Am Morgen fahre ich weiter nach Haast. Hier besuche ich eine alte Bekannte namens Sujin aus Südkorea. Mit ihr arbeitete ich zusammen in Opotiki in den Kiwi-Plantagen. Sie lebt seid mittlerweile neun Monaten in Haast und schmeißt gefühlt das ganze Dorf, da sie zwischen Lokalitäten pendelt, mal im Cafe mal im Restaurant oder hin und wieder im Holiday Park arbeitet. Wir verbringen zusammen den Nachmittag, doch am Abend muss sie schon wieder zur Schicht. Ich baue mein Zelt im Holiday Park auf und lerne dabei Thomas aus Irland kennen. Er ist ein passionierter Radfahrer und hat bereits das ganze Land per Rad erkundet. Unterbrochen durch die Pandemie und einer längeren Tätigkeit als Barkeeper in einem – wie sollte es auch anders sein – Irish Pub, vollendet er nun die letzten Kilometer in Neuseeland, um danach seine Reise in Australien fortzusetzen. Wie verstehen uns sehr gut und beschließen die folgenden Tage zusammen zu radeln, jedoch jeder nach eigenem Tempo. Am nächsten Tag folgt mit 120 km eine lange Etappe nach Fox Glacier und wir brechen früh auf. Das Wetter soll sich in den nächsten Tagen verschlechtern und Starkregen ist angekündigt. Deshalb beschließen wir die Strecke in einem Rutsch durchzuziehen. Dies klappt auch super und nach 10 h erreichen wir unser Ziel.

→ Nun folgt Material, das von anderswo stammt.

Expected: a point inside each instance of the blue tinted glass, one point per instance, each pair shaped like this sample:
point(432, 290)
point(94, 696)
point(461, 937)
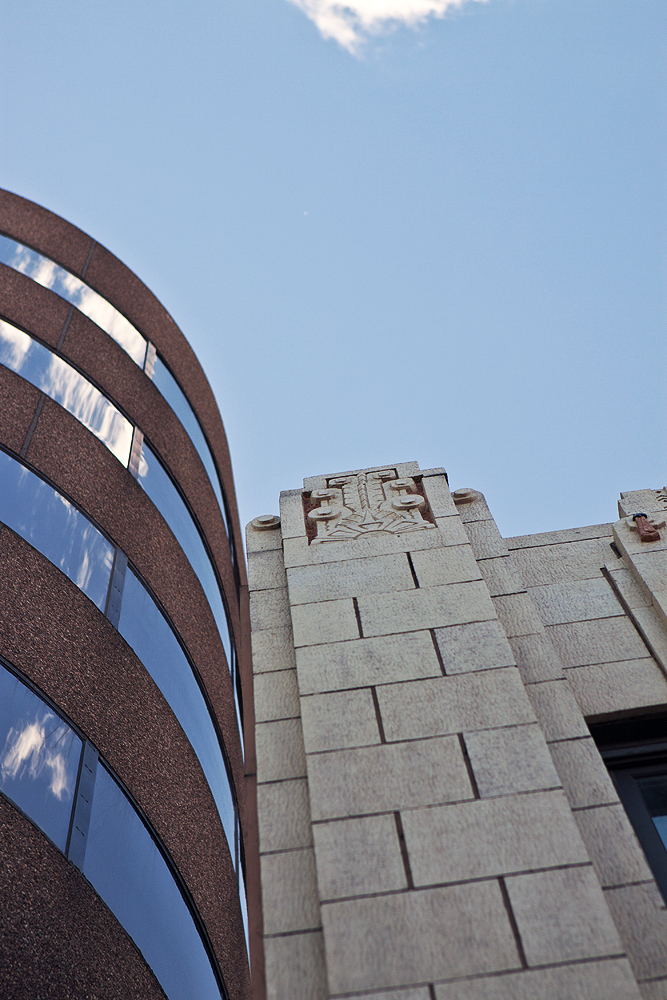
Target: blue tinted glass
point(73, 290)
point(39, 758)
point(66, 386)
point(36, 512)
point(176, 398)
point(167, 499)
point(146, 630)
point(128, 871)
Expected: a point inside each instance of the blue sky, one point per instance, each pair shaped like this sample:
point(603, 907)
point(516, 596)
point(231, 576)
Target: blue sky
point(448, 247)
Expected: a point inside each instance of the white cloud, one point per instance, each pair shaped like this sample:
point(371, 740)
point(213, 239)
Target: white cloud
point(350, 22)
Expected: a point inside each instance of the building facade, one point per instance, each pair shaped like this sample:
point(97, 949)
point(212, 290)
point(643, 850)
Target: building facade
point(125, 831)
point(461, 746)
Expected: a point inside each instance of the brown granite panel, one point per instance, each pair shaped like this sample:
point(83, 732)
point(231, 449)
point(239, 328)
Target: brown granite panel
point(18, 400)
point(60, 640)
point(31, 307)
point(33, 225)
point(76, 462)
point(91, 350)
point(58, 941)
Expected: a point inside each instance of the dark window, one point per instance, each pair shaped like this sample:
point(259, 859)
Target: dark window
point(635, 751)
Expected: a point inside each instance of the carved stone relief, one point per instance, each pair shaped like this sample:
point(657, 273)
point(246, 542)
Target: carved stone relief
point(366, 502)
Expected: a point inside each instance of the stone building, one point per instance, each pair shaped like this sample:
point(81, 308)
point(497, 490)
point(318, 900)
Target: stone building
point(124, 824)
point(461, 746)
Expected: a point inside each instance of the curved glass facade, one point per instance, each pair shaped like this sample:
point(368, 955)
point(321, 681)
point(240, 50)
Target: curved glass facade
point(40, 761)
point(93, 305)
point(51, 524)
point(61, 382)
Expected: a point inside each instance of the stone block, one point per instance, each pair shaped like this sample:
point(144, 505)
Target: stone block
point(358, 857)
point(581, 600)
point(606, 980)
point(482, 700)
point(536, 658)
point(409, 937)
point(438, 496)
point(617, 687)
point(289, 892)
point(273, 649)
point(501, 576)
point(485, 539)
point(583, 773)
point(349, 578)
point(338, 720)
point(561, 916)
point(476, 646)
point(431, 607)
point(488, 837)
point(329, 621)
point(517, 615)
point(276, 696)
point(558, 537)
point(269, 609)
point(506, 761)
point(388, 778)
point(295, 967)
point(266, 570)
point(367, 662)
point(548, 564)
point(450, 564)
point(283, 809)
point(601, 641)
point(280, 752)
point(639, 914)
point(557, 711)
point(612, 845)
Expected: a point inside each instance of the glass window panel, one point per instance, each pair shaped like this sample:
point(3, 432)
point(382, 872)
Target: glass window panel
point(38, 513)
point(73, 290)
point(176, 398)
point(126, 868)
point(162, 491)
point(146, 630)
point(45, 370)
point(39, 758)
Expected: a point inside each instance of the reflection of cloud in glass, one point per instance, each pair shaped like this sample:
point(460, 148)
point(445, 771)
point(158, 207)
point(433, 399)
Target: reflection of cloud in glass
point(32, 750)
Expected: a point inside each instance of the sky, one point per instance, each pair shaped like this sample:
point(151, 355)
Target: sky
point(392, 230)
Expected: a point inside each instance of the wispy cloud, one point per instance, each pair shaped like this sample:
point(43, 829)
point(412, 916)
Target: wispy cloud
point(351, 22)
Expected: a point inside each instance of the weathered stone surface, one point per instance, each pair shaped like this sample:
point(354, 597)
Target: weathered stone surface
point(280, 752)
point(295, 967)
point(358, 857)
point(606, 980)
point(367, 662)
point(349, 578)
point(413, 937)
point(561, 916)
point(330, 621)
point(283, 808)
point(612, 845)
point(276, 696)
point(481, 700)
point(450, 564)
point(476, 646)
point(583, 773)
point(338, 720)
point(616, 687)
point(387, 778)
point(509, 760)
point(580, 600)
point(430, 607)
point(601, 641)
point(480, 839)
point(289, 892)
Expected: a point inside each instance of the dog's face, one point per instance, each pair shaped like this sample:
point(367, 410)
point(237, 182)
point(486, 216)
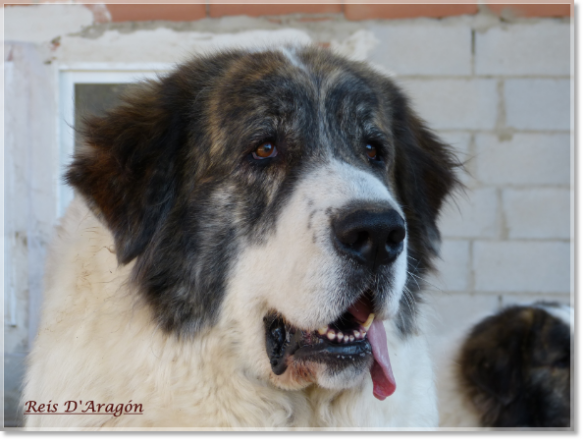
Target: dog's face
point(293, 185)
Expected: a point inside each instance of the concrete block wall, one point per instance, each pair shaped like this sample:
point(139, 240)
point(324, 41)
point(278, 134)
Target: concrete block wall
point(493, 80)
point(502, 99)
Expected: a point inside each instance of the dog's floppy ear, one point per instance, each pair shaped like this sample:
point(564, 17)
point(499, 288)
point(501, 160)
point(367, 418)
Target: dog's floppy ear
point(126, 170)
point(425, 173)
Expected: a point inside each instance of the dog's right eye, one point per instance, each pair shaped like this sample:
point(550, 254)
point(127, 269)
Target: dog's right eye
point(265, 150)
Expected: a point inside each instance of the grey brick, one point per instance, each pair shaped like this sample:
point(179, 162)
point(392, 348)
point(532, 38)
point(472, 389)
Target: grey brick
point(454, 104)
point(521, 266)
point(537, 213)
point(472, 215)
point(538, 104)
point(456, 312)
point(452, 267)
point(524, 49)
point(526, 159)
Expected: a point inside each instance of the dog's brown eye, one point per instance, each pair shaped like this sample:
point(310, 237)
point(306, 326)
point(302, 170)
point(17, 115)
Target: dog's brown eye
point(371, 152)
point(265, 150)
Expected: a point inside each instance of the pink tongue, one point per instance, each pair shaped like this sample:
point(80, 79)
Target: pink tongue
point(381, 371)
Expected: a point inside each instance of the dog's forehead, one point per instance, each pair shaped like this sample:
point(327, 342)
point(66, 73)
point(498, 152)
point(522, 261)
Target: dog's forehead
point(319, 99)
point(272, 80)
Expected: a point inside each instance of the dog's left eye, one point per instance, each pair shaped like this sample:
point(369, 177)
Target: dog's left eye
point(265, 150)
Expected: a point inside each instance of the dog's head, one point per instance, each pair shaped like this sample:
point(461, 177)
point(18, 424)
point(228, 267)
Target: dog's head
point(292, 193)
point(515, 367)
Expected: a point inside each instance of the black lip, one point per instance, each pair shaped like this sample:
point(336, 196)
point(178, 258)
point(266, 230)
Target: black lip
point(283, 340)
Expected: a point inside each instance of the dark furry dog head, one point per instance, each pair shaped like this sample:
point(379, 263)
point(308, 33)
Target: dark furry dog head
point(515, 367)
point(294, 182)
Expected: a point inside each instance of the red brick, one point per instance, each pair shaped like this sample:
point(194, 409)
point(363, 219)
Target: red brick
point(545, 10)
point(140, 12)
point(372, 12)
point(219, 10)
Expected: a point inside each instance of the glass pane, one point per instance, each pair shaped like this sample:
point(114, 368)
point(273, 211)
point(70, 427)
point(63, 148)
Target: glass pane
point(95, 99)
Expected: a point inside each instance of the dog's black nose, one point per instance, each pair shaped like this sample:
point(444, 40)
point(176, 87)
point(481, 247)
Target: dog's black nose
point(372, 236)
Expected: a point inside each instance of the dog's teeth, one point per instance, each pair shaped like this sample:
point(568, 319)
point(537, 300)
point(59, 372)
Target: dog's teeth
point(369, 321)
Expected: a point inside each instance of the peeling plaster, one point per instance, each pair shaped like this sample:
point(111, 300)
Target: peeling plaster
point(43, 23)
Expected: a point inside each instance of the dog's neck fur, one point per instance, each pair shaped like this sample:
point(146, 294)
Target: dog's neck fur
point(180, 383)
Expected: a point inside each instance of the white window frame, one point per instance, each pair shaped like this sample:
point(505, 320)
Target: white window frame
point(89, 73)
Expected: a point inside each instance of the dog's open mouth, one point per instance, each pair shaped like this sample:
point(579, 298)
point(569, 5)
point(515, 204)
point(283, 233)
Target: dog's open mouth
point(353, 339)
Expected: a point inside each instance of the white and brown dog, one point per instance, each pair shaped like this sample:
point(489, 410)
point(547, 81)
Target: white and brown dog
point(245, 250)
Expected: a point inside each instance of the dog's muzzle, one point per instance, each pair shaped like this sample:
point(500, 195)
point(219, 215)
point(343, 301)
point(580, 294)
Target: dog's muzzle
point(371, 235)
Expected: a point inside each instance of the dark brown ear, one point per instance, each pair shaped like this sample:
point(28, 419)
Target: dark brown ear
point(127, 170)
point(425, 174)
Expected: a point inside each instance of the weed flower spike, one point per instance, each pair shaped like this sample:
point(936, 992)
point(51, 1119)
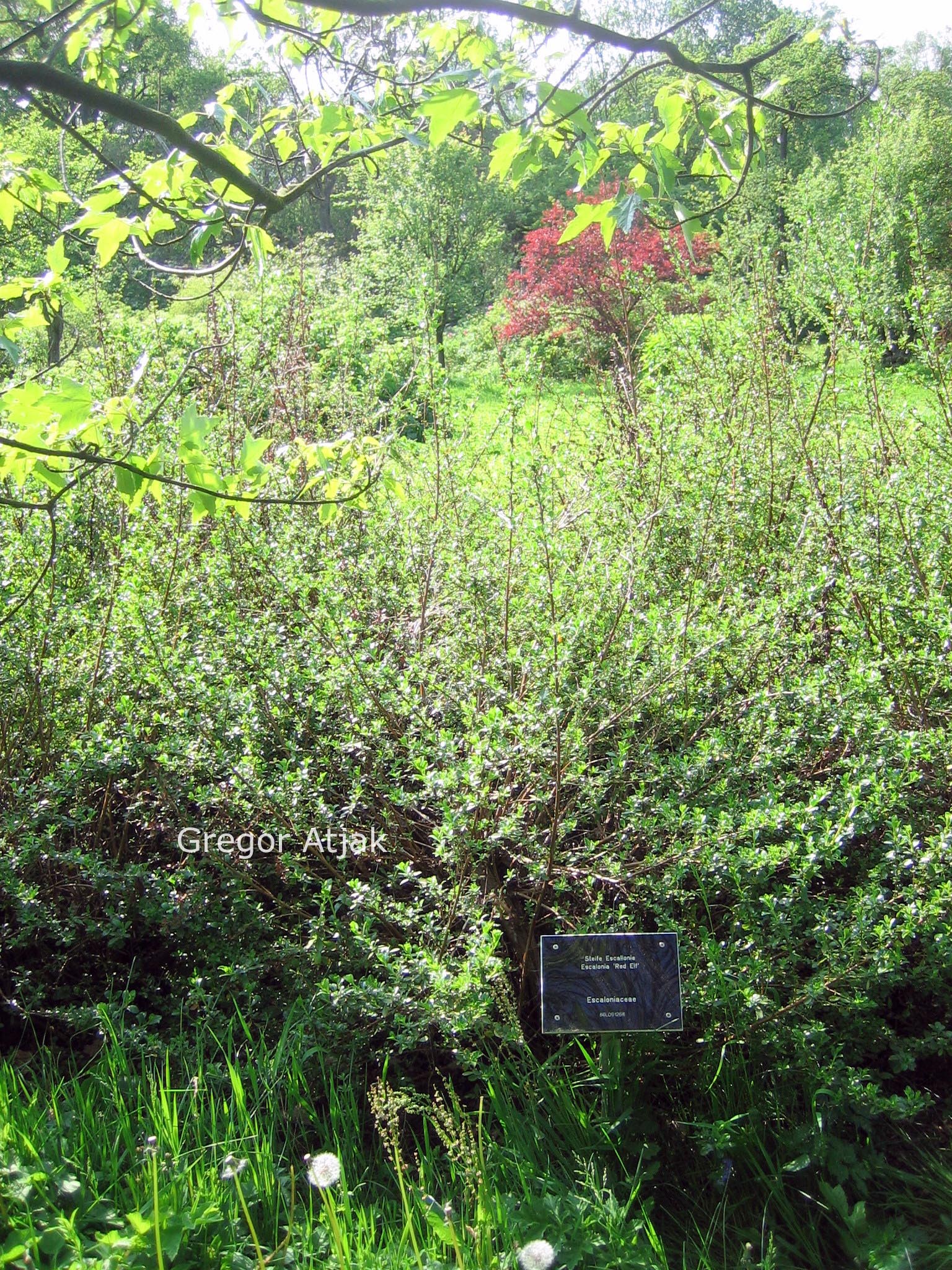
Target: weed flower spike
point(537, 1255)
point(324, 1170)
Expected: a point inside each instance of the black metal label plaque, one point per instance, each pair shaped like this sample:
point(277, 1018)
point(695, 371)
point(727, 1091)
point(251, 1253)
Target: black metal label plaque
point(611, 984)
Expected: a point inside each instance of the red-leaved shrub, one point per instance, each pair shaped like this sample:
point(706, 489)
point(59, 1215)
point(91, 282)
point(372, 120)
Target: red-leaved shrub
point(582, 286)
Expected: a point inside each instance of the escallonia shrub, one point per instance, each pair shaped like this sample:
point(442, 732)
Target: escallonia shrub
point(604, 295)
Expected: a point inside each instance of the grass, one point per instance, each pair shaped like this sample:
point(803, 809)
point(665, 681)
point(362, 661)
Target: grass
point(206, 1165)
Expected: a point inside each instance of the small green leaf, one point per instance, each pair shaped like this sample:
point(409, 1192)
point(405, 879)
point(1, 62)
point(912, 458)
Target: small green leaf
point(586, 215)
point(447, 110)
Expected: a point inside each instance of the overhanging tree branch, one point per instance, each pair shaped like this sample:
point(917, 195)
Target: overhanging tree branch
point(46, 79)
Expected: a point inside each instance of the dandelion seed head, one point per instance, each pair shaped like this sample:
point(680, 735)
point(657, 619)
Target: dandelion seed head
point(537, 1255)
point(324, 1170)
point(231, 1168)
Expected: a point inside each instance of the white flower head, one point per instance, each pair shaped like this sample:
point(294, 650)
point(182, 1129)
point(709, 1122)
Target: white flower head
point(231, 1168)
point(324, 1170)
point(537, 1255)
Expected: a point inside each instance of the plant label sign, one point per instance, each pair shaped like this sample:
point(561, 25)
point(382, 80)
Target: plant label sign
point(611, 984)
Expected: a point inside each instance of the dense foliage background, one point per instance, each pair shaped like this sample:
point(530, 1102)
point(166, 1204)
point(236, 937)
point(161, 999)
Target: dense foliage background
point(646, 626)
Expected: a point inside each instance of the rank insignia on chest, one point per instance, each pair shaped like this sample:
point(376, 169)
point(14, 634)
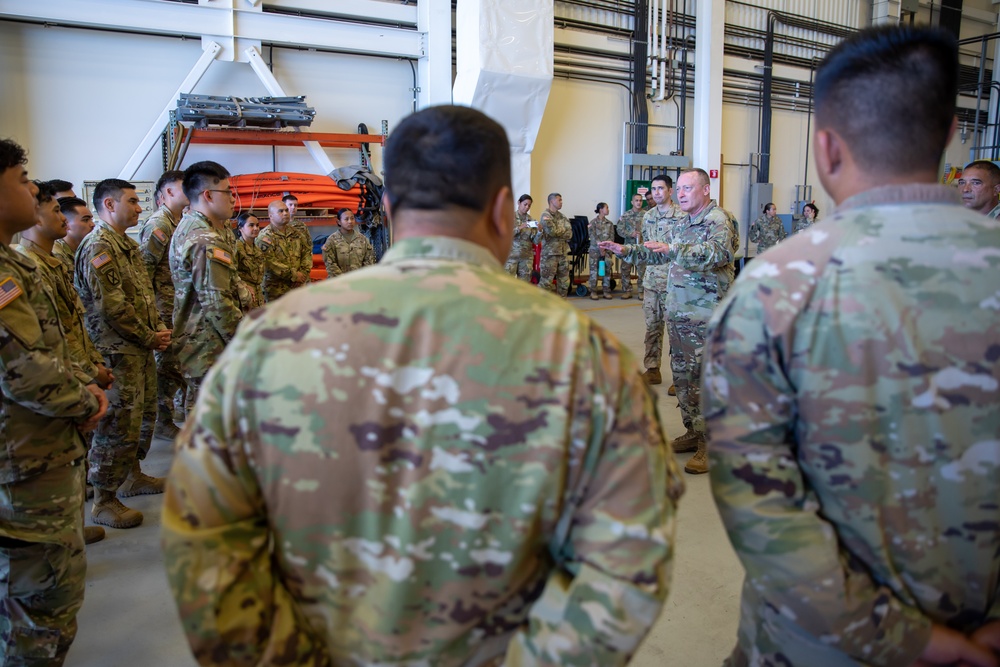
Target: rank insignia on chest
point(101, 260)
point(9, 290)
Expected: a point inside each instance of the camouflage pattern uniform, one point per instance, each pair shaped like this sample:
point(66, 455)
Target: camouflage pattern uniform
point(629, 227)
point(701, 270)
point(285, 252)
point(851, 396)
point(475, 500)
point(70, 309)
point(656, 226)
point(600, 230)
point(342, 254)
point(67, 256)
point(203, 266)
point(154, 242)
point(766, 232)
point(122, 321)
point(42, 561)
point(521, 260)
point(554, 233)
point(802, 223)
point(250, 267)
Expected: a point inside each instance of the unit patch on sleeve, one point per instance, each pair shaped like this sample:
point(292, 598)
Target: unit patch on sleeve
point(9, 290)
point(220, 255)
point(101, 260)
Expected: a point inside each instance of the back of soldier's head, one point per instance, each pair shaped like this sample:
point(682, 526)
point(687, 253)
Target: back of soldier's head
point(446, 157)
point(889, 92)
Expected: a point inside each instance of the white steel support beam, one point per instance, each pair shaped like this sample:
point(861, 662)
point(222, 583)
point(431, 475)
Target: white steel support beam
point(273, 87)
point(210, 53)
point(245, 22)
point(710, 28)
point(434, 67)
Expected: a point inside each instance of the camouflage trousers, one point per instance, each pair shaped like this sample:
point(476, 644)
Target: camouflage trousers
point(521, 268)
point(554, 267)
point(686, 330)
point(595, 260)
point(626, 271)
point(42, 566)
point(169, 386)
point(127, 430)
point(654, 307)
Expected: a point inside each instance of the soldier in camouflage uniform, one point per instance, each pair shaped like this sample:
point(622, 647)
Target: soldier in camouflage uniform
point(473, 510)
point(554, 233)
point(79, 223)
point(809, 213)
point(203, 267)
point(44, 405)
point(767, 231)
point(600, 229)
point(658, 225)
point(250, 260)
point(629, 227)
point(154, 243)
point(123, 323)
point(851, 390)
point(521, 260)
point(287, 257)
point(700, 256)
point(346, 249)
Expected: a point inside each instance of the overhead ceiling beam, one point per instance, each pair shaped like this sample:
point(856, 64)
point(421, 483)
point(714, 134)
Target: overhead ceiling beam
point(175, 18)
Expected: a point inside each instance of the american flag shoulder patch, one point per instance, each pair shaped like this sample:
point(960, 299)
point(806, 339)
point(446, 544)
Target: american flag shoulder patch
point(9, 290)
point(101, 260)
point(221, 255)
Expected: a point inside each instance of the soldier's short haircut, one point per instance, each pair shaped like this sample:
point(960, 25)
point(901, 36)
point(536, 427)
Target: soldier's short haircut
point(110, 187)
point(168, 177)
point(202, 176)
point(991, 169)
point(11, 155)
point(68, 205)
point(446, 156)
point(45, 191)
point(703, 178)
point(889, 92)
point(59, 185)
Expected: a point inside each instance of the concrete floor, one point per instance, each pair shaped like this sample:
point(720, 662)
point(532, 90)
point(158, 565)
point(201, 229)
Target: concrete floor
point(129, 618)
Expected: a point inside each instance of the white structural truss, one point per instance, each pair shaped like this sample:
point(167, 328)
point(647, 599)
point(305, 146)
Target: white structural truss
point(233, 30)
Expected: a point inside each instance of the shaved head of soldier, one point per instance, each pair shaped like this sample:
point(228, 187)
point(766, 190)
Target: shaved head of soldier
point(277, 213)
point(868, 78)
point(428, 159)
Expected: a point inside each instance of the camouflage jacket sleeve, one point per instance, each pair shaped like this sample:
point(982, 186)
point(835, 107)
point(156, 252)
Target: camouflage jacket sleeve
point(242, 615)
point(217, 283)
point(715, 251)
point(31, 373)
point(274, 263)
point(794, 563)
point(614, 542)
point(111, 302)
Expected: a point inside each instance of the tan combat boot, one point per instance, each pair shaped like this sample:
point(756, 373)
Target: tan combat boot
point(652, 376)
point(139, 483)
point(109, 511)
point(688, 442)
point(698, 464)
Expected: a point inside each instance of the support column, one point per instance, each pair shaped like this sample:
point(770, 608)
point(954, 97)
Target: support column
point(434, 66)
point(710, 28)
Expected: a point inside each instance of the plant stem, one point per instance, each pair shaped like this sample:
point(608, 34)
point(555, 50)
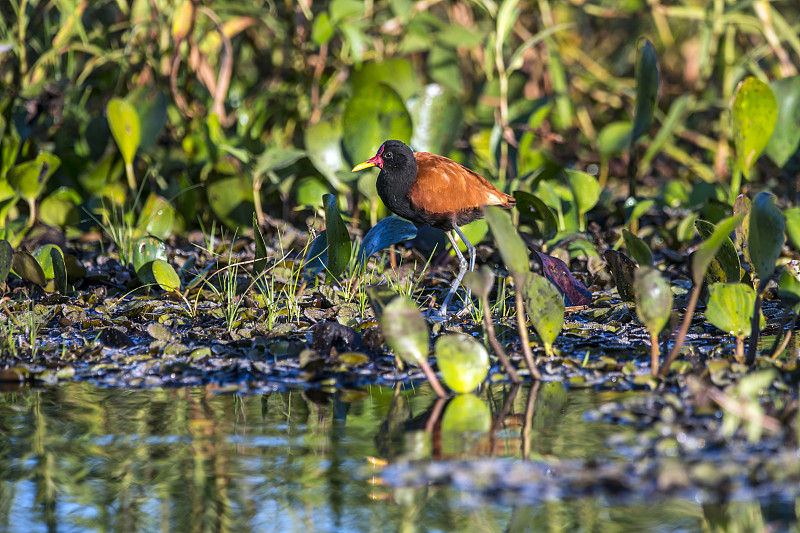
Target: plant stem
point(431, 375)
point(687, 321)
point(523, 335)
point(655, 353)
point(498, 350)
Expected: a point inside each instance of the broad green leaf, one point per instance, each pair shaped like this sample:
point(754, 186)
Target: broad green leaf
point(385, 233)
point(623, 270)
point(123, 120)
point(637, 249)
point(653, 299)
point(754, 112)
point(786, 136)
point(6, 258)
point(374, 114)
point(260, 262)
point(339, 247)
point(436, 115)
point(708, 249)
point(463, 362)
point(405, 330)
point(727, 256)
point(26, 267)
point(545, 308)
point(165, 276)
point(512, 248)
point(532, 207)
point(585, 189)
point(647, 80)
point(766, 234)
point(614, 138)
point(480, 281)
point(730, 307)
point(59, 269)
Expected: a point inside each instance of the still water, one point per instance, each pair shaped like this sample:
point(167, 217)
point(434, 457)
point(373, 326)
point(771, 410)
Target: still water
point(81, 458)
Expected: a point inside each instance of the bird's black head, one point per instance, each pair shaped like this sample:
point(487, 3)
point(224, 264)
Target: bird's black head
point(392, 156)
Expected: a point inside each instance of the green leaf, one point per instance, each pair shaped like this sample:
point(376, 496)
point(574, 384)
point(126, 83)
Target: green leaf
point(637, 248)
point(545, 308)
point(727, 256)
point(463, 362)
point(260, 262)
point(533, 207)
point(480, 281)
point(6, 258)
point(123, 120)
point(374, 114)
point(647, 80)
point(339, 247)
point(436, 115)
point(59, 269)
point(165, 276)
point(766, 234)
point(653, 299)
point(26, 267)
point(708, 249)
point(405, 330)
point(730, 307)
point(512, 248)
point(754, 112)
point(786, 136)
point(623, 270)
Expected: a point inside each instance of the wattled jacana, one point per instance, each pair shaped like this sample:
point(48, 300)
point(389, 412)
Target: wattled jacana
point(434, 190)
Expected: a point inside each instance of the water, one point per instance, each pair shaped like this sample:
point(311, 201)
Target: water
point(82, 458)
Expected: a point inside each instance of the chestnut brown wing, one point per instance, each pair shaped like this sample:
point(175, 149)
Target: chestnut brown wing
point(444, 186)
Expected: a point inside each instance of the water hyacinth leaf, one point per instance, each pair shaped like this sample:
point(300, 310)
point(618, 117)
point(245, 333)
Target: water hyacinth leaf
point(165, 276)
point(786, 136)
point(436, 115)
point(653, 299)
point(730, 307)
point(6, 258)
point(545, 308)
point(385, 233)
point(623, 270)
point(123, 120)
point(405, 330)
point(480, 281)
point(708, 249)
point(512, 248)
point(639, 251)
point(466, 413)
point(260, 262)
point(533, 207)
point(373, 114)
point(26, 267)
point(727, 256)
point(317, 256)
point(647, 81)
point(323, 143)
point(59, 269)
point(339, 247)
point(557, 272)
point(463, 362)
point(585, 189)
point(754, 112)
point(146, 250)
point(766, 236)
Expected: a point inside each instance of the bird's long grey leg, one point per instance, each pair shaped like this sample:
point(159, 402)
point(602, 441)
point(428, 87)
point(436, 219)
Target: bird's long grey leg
point(462, 264)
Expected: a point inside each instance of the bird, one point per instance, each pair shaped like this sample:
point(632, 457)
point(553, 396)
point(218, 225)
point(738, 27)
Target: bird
point(431, 189)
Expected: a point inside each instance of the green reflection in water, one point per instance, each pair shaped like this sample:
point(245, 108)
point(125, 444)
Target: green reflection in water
point(78, 457)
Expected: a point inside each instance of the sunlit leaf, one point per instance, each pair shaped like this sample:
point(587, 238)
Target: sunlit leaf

Die Westküste hält mich von Beginn an in Atem und versetzt mich in beste Stimmung. Eigentlich erwartete ich einen nervigen lauten Highway und schlechtes Wetter, wofür dieser Teil Neuseelands bekannt ist. Ich hatte große Zweifel überhaupt Zeit in diese Tour zu investieren. Doch es kommt völlig anders. Das Wetter ist hervorragend, die Straße ruhig und ich habe einen riesigen Spaß über den Asphalt zu sausen und mich von den Vögeln des dichten Urwaldes entlang des Weges anfeuern zu lassen. Es gibt zudem herrliche Wechsel der Landschaften: duftender Regenwald, Küstenstraßen, Viehweiden mit Berghintergrund oder wilde Flüsse.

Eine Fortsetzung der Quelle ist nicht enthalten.